Flying to France was easy. The plane was on time. The customs were insignificant. We stayed in Paris for a few days to visit with friends. (We stayed in Montparnasse, at the Hotel Istria, a small funky place where Man Ray once lived. The Istria’s on the street where Jean Luc Goddard shot Breathless. It’s the neighborhood of Giacometti, Agnes Varda, Gertrude Stein and Samuel Beckett.)


The train to Marseilles takes a little over three hours, and goes through beautiful French countryside. As soon as we arrived at the station, we knew we’d love it there. What could be better than an extremely diverse city right on the Mediterranean Sea?

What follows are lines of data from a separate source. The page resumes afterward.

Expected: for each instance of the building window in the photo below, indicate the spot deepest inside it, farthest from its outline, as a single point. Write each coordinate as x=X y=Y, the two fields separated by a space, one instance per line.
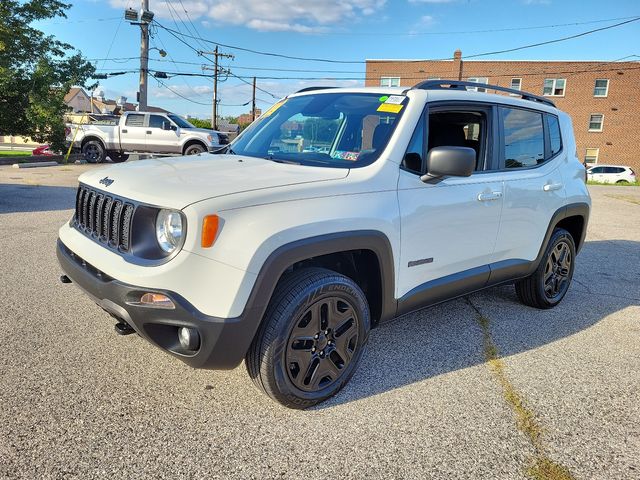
x=591 y=156
x=389 y=81
x=554 y=87
x=601 y=88
x=595 y=122
x=484 y=80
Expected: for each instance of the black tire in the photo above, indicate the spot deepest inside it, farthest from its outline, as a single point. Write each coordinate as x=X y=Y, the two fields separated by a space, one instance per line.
x=117 y=157
x=284 y=343
x=547 y=286
x=194 y=149
x=93 y=151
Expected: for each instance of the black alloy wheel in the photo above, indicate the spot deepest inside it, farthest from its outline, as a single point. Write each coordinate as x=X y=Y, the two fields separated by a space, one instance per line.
x=549 y=283
x=322 y=343
x=557 y=270
x=311 y=338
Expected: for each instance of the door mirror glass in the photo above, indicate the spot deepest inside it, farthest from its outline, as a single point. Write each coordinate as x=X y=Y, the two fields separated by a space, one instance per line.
x=450 y=162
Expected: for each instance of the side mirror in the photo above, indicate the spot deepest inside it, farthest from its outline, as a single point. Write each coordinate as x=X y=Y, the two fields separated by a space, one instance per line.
x=449 y=162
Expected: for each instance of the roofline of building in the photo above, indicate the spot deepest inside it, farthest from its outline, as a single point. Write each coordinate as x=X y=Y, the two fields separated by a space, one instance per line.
x=388 y=60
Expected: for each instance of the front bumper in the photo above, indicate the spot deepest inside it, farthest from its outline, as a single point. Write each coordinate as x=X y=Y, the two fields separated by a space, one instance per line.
x=223 y=341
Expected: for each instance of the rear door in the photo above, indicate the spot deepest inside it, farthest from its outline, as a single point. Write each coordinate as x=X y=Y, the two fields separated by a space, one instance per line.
x=159 y=139
x=531 y=153
x=449 y=227
x=133 y=133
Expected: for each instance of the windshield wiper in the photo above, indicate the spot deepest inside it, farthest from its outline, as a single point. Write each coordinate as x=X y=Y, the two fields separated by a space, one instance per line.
x=280 y=160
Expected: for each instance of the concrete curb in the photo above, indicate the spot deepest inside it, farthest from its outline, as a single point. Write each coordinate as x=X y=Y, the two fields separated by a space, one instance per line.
x=35 y=164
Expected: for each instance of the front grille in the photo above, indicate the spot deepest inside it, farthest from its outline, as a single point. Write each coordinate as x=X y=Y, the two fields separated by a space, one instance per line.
x=104 y=218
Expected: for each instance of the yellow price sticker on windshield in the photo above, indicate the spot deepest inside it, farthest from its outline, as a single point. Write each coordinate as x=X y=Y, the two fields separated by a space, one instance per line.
x=390 y=108
x=275 y=107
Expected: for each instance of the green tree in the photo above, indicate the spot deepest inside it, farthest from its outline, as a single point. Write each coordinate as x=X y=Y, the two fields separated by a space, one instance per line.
x=36 y=71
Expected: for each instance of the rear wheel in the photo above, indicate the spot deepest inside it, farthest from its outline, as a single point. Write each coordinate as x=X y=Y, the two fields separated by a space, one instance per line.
x=312 y=338
x=547 y=286
x=194 y=149
x=93 y=151
x=117 y=157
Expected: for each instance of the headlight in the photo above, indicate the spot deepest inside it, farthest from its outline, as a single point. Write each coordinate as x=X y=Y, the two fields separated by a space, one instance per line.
x=169 y=230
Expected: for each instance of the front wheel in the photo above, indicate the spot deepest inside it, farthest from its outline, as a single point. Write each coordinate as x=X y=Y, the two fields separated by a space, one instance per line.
x=194 y=149
x=547 y=286
x=93 y=151
x=312 y=337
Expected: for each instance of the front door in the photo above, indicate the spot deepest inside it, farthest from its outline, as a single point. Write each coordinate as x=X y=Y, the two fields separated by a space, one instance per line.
x=161 y=140
x=448 y=228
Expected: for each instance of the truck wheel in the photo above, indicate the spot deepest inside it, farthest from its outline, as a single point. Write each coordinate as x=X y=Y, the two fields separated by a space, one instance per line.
x=93 y=151
x=117 y=157
x=311 y=339
x=194 y=149
x=547 y=286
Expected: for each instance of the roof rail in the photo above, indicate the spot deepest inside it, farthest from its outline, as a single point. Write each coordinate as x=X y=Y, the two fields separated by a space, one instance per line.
x=457 y=84
x=309 y=89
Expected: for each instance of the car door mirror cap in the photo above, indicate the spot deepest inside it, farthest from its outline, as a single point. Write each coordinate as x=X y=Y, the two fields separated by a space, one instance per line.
x=449 y=161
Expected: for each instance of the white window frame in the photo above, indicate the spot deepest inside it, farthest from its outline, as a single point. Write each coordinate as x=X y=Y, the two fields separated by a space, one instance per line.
x=601 y=122
x=606 y=92
x=553 y=87
x=519 y=87
x=484 y=80
x=389 y=82
x=597 y=156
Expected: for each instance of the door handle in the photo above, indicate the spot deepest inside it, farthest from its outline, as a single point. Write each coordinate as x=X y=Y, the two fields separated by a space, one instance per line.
x=550 y=187
x=484 y=197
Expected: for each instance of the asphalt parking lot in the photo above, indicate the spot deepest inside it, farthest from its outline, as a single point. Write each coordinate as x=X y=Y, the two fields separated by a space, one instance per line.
x=429 y=400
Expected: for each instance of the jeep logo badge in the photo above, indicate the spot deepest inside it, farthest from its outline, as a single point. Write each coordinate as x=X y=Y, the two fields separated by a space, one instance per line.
x=106 y=181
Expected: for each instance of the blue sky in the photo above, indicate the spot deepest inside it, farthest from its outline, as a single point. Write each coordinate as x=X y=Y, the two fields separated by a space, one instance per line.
x=347 y=30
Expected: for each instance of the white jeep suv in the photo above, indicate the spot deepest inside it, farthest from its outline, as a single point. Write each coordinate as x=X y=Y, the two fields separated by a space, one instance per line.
x=334 y=211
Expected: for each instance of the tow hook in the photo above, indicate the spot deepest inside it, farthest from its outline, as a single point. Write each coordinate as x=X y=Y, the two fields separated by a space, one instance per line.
x=123 y=328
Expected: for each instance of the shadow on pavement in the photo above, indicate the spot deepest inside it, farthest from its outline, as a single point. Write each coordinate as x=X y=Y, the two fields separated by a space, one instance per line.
x=447 y=337
x=15 y=198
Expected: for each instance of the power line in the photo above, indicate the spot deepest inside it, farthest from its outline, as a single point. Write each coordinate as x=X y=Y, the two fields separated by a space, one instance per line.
x=326 y=60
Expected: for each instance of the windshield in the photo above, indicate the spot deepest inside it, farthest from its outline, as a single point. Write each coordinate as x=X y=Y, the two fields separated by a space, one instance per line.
x=181 y=122
x=328 y=129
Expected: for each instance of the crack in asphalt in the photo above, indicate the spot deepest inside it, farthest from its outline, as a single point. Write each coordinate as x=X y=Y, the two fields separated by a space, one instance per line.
x=541 y=466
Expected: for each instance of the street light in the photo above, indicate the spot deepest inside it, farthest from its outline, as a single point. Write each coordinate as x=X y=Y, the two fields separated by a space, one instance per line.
x=131 y=15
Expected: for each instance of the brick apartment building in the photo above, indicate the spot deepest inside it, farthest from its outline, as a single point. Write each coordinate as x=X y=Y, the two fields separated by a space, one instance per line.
x=603 y=98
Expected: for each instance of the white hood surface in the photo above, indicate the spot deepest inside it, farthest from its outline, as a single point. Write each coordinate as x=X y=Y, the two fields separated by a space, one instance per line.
x=180 y=181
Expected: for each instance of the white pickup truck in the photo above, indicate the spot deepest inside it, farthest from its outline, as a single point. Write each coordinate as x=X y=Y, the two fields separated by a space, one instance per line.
x=143 y=132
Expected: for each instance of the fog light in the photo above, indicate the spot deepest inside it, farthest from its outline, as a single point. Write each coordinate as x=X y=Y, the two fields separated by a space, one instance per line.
x=157 y=300
x=189 y=338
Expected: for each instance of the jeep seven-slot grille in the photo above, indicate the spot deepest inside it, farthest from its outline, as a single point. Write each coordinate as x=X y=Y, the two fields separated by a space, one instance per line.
x=104 y=218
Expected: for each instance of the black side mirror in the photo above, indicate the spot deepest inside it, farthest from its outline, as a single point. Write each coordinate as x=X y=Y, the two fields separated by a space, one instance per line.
x=449 y=162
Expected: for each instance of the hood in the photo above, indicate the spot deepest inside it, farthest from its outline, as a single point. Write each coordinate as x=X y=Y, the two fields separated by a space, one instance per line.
x=180 y=181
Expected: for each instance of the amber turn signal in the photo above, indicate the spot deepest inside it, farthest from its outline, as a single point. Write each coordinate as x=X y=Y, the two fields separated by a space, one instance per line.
x=209 y=230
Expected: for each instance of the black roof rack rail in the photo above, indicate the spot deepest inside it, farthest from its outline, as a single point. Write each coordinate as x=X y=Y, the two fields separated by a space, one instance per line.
x=309 y=89
x=457 y=84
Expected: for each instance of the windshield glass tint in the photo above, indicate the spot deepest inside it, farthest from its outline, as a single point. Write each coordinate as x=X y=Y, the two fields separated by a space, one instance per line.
x=330 y=129
x=181 y=122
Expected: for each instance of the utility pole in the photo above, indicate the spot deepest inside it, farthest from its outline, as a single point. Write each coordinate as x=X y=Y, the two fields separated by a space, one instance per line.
x=216 y=72
x=253 y=103
x=144 y=60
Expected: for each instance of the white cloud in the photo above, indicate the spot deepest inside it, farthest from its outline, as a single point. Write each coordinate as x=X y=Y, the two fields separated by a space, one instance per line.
x=302 y=16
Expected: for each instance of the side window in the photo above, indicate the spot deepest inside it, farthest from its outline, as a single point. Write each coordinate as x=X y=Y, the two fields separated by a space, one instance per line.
x=413 y=158
x=523 y=137
x=135 y=120
x=156 y=121
x=460 y=128
x=555 y=139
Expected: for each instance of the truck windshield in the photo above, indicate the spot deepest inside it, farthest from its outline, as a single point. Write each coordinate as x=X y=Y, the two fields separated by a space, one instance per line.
x=325 y=129
x=181 y=122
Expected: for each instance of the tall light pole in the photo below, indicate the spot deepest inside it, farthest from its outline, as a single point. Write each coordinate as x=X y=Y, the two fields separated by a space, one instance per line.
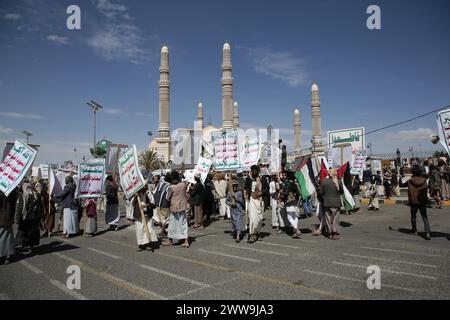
x=27 y=134
x=369 y=146
x=95 y=107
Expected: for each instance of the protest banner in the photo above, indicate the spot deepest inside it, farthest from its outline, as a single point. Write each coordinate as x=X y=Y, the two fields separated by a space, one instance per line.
x=358 y=164
x=15 y=166
x=443 y=122
x=44 y=171
x=131 y=178
x=226 y=153
x=189 y=176
x=249 y=150
x=90 y=178
x=202 y=168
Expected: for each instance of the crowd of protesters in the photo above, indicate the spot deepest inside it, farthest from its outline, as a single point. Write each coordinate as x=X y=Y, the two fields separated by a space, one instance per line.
x=175 y=205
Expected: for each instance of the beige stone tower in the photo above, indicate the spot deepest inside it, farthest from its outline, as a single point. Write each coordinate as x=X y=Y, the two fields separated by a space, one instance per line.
x=236 y=114
x=163 y=139
x=297 y=132
x=200 y=116
x=227 y=89
x=317 y=147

We stayed at the Bellevue, a perfect old hotel right on the port. On the hotel’s second floor is an old legendary bar, La Caravelle, with live jazz, fantastic drinks. And excellent food. We became regulars immediately.

Fisherman Mural

We walked and walked and walked – to Noailles, the Arab quarter full of food and spices and fresh food markets, to Cour Jullen the hipster neighborhood covered with fantastic street murals, vintage stores, restaurants and bars, and throughout the port.  Tarot was invented in Marseilles and the city is full of tarot practitioners.

With my husband in Marseilles.

Colorful graffiti

If you love dynamic and unexpected cities, Marseilles is pretty perfect. Although I’ve rarely said this in all our traveling years, we’ll be back.

Some of what we loved:

The Hotel Bellevue is pretty perfect.

View from the hotel at night.

Our three favorite restaurants:

Chez Madie Les Galinettes, on the port.
We actually had three perfect meals there.

La Boite a Sardine

A theatrical owner, and one of the best lunches I’ve ever eaten.

Local oysters and sardines.

Mama Africa – West African food in Marseilles.